アメリカのオピオイド問題を作り出した首謀者としてパーデューが話題になり始めた時のCEOは三兄弟の末っ子レイモンドの息子リチャードである。だが、イギリスに移住したモーティマーとその子供や孫を含めて彼らの家族全体がオキシコンチンの販売で利益を得たビリオネアである。彼らは「オキシコドン市場でパーデューの製品が占める割合は少ない。ジェネリックを売っている他の製薬会社のほうが多い」といった言い訳をしているが、数の上では少なそうでも1錠に含まれるオキシコドンの量ではダントツである。また、サックラー・ファミリーはオキシコンチンのジェネリックを作る製薬会社も所有しており、この市場のパイオニアであり主要プレーヤーであることは間違いない。
美術館は関係を解消
依存症が問題になってきた頃にパーデューはオキシコンチンの製造法を変え、粉砕してコカインのように吸入できないようにした。だがこれは依存症対策というよりも、他社によるジェネリックの発売を遅らせる手段であったようだ。製造法の変化はある意味効果的で、粉砕して吸えなくなった依存症の者はヘロインや合成オピオイドのフェンタニルを使うようになった。ヘロインやフェンタニルのほうが安いということもあり、これらの依存症が急増し、オーバードーズで死ぬ者も増えた。

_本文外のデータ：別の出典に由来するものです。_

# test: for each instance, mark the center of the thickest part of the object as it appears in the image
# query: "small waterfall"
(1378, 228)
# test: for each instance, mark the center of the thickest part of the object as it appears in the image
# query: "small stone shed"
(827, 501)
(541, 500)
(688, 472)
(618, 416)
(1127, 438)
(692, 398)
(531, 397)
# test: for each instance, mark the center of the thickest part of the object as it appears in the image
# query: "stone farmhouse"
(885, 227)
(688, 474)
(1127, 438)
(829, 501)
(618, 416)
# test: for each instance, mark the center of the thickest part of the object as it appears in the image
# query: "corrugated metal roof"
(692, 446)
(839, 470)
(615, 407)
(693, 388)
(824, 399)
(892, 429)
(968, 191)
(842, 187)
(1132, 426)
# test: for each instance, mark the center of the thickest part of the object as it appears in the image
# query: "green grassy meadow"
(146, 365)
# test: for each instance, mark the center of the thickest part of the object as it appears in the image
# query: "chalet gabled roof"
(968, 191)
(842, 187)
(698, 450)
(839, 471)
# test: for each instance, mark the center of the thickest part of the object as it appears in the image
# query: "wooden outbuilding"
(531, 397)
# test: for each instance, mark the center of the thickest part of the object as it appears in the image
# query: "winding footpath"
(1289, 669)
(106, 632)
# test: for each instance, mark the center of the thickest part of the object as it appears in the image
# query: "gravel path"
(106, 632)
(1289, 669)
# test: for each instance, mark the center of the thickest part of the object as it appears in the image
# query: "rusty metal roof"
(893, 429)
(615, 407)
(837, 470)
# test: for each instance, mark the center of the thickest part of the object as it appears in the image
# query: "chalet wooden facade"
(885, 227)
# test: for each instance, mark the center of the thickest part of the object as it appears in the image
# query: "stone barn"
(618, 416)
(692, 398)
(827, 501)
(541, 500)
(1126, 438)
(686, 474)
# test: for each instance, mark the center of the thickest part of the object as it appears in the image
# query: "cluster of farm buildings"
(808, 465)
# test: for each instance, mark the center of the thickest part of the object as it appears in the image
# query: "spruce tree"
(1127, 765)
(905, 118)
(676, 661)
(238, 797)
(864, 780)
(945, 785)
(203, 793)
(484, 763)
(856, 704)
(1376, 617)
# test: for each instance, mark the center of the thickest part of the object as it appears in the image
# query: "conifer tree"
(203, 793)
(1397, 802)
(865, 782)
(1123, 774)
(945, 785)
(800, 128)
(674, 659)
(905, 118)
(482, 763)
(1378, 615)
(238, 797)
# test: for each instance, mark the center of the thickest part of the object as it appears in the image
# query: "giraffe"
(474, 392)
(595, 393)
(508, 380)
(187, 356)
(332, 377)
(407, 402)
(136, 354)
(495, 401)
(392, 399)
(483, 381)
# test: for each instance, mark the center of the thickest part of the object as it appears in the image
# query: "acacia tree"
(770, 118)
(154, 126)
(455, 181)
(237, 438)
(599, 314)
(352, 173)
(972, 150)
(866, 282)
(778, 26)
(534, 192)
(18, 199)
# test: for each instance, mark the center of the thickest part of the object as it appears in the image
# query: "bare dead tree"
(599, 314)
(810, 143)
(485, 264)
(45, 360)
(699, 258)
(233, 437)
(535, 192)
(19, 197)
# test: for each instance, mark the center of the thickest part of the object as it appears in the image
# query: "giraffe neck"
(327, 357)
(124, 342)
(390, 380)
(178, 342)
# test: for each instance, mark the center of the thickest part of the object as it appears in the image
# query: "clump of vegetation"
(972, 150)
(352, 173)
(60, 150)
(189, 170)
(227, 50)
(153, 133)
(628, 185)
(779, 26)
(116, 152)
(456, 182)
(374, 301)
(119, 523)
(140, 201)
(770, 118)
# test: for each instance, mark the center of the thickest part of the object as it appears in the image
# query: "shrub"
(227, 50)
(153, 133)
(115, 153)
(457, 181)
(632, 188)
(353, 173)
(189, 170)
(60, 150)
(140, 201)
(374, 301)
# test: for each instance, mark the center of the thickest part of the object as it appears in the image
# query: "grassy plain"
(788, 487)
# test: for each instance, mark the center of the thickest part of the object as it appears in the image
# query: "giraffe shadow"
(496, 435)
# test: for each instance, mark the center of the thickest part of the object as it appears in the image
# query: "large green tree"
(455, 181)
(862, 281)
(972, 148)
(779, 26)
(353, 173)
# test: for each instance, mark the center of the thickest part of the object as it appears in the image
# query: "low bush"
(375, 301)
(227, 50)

一方で、イギリスに渡って英国籍になったモーティマーは、テート・ギャラリー、ロイヤル・カレッジ・オブ・アート、ルーブルなどに多額の寄付をし、1995年にエリザベス女王から「Honorary Knight Commander of the Order of the British Empire (KBE) 」という上位勲章を得てサーの称号を得た。だが、彼の輝かしい慈善活動は、多くの人々が人生や命を犠牲にしたオピオイド依存症でまかなわれていたのだ。
それ以外の家族もアートでの寄付で知られていたが、パーデューではなくサックラーの家族らが裁判で訴えられるようになり、アーティストで社会活動家のナン・ゴールディンの活動の効果もあって美術館や大学はサックラー・ファミリーとの関係を解消し、建物やコレクションからサックラーの名前を取り去るようになった。
ひとつの家族の欲はこれだけの影響を生み出したのだ。まるで壮大な劇を見ているような読み応えがあるノンフィクションだった。